The courts and family law practitioners have recognized this problem.  Working with state legislatures, they created roles (e.g., parent facilitators, parent coordinators, decision makers, special masters) for professionals to provide oversight and guidance to families struggling with the litigation aftermath.   The goal of such intervention is modest: Maintain reasonable order and good behavior rather than transformation of attitudes and mindset.  Evidence exists that such interventions can reduce the frequency of additional litigation (see Henry et al., 2009) but, as expected, do not impact parents’ negative perceptions of their co-parenting relationship (see APA Parenting coordination project, 2010).

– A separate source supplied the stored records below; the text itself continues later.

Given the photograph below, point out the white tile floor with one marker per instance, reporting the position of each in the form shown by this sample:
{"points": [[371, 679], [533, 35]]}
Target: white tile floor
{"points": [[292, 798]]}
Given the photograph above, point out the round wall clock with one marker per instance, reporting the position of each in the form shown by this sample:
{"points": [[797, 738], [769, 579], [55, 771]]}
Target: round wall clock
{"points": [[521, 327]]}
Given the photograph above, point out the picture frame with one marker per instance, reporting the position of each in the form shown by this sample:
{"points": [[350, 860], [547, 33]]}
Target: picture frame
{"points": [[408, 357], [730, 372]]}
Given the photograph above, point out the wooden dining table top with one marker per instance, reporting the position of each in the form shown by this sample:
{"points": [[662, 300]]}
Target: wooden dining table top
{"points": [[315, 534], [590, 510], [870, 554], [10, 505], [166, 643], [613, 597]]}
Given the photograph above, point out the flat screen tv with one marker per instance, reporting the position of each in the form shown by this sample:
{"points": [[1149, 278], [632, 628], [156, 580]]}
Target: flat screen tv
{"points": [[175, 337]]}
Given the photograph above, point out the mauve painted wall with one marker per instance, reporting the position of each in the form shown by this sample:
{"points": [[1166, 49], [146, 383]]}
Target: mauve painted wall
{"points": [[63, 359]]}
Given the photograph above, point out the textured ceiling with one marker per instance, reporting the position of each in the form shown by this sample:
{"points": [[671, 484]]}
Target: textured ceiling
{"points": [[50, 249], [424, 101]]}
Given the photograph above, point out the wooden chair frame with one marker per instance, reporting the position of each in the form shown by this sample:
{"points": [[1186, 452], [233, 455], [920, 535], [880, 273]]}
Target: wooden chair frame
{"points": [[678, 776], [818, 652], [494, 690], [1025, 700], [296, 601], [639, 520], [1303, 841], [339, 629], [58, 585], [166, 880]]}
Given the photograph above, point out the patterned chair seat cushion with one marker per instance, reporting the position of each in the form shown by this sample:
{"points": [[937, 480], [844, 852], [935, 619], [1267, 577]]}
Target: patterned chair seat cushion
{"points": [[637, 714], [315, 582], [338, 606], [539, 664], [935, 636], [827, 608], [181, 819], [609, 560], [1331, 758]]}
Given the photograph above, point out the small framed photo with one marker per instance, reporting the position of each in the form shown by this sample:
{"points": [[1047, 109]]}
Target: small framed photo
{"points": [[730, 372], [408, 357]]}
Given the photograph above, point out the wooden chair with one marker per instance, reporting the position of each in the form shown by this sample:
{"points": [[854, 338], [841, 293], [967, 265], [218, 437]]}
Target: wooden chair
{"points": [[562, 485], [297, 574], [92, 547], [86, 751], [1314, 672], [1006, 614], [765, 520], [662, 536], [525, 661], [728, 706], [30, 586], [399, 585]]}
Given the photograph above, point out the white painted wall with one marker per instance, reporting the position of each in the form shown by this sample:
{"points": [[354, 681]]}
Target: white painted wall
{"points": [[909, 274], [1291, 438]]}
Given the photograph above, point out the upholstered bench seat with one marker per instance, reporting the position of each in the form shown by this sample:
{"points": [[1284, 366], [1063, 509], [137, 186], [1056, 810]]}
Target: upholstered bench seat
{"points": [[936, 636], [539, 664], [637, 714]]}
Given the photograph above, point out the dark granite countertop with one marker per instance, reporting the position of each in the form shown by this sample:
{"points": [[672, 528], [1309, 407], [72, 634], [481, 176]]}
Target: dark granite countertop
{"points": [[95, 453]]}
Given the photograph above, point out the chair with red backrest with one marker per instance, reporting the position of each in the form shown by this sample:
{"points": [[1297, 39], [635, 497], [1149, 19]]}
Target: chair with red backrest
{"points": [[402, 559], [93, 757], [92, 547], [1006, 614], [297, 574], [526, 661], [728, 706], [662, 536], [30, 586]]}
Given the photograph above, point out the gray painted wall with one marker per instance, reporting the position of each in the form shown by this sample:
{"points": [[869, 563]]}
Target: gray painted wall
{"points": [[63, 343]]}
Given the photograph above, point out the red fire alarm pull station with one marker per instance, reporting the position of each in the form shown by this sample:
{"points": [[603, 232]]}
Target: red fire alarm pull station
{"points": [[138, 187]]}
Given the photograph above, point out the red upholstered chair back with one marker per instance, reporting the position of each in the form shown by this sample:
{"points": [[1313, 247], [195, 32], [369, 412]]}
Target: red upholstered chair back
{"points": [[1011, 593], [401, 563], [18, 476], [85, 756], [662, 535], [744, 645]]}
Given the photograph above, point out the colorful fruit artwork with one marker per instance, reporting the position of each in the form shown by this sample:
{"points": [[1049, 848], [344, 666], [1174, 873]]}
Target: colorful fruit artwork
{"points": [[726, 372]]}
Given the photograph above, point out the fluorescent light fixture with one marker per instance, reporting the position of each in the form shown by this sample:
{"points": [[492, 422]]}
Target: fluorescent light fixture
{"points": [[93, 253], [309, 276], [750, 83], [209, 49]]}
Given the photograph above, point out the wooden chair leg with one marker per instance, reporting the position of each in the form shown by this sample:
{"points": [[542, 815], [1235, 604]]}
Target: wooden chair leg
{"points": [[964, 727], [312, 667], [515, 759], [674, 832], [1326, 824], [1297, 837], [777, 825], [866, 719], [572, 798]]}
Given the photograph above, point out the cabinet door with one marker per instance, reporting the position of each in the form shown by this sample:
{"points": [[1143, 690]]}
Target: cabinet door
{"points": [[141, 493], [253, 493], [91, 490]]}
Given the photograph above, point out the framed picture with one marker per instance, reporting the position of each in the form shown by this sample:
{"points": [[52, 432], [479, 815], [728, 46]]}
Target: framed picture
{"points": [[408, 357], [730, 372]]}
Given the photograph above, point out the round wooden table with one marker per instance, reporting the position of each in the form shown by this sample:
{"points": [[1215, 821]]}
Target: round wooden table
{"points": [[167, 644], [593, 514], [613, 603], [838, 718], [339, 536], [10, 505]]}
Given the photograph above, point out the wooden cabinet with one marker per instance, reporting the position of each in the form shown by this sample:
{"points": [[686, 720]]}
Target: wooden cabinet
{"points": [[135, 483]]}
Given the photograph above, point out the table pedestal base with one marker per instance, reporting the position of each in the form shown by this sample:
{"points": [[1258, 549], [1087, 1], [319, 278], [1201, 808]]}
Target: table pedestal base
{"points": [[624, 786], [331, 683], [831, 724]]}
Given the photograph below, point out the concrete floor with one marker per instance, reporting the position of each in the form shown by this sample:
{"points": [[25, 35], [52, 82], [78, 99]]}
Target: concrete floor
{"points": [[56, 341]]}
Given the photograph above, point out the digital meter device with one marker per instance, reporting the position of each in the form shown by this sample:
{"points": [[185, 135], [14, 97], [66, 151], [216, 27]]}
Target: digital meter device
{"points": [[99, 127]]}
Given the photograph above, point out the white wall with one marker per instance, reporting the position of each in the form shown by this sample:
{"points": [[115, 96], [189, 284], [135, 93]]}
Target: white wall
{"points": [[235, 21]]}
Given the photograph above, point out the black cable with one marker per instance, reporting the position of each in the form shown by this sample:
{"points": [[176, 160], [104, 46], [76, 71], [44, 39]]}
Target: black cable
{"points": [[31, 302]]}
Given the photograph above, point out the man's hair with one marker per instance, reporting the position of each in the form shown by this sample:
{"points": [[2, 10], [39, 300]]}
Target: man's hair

In other words, judges may be pleased that these families appear less frequently in their court rooms, but the parents are not any more pleased or trusting of one another than before. 

When the court recognizes that one or both parents are likely to engage in further bad behavior, it may also write orders with clear behavioral expectations – and equally clear consequences for failing to comply. These types of orders can be effective, although they require one of the parties to bring transgressions to the court’s attention before the consequences can be applied.

I think it is important to note that these programs are a reaction to a problem, rather than an effort to prevent it at the outset.   I said in the beginning of this post that planning for the aftermath of litigation was often missing during the run up to trial. This is where I perceive that family law practitioners, particularly family lawyers, could be helpful.  By insisting that their clients plan for the aftermath, to consider what would be “good” and “bad” behavior regardless of the outcome, and to develop a picture in their mind’s eye of how they want to act and to be perceived by their children, lawyers can help their clients first picture, then plan, then act accordingly.  We coach children what it means to be a good winner and how not to be a sore loser before their first competition.   And with reminders and practices, such coaching usually works.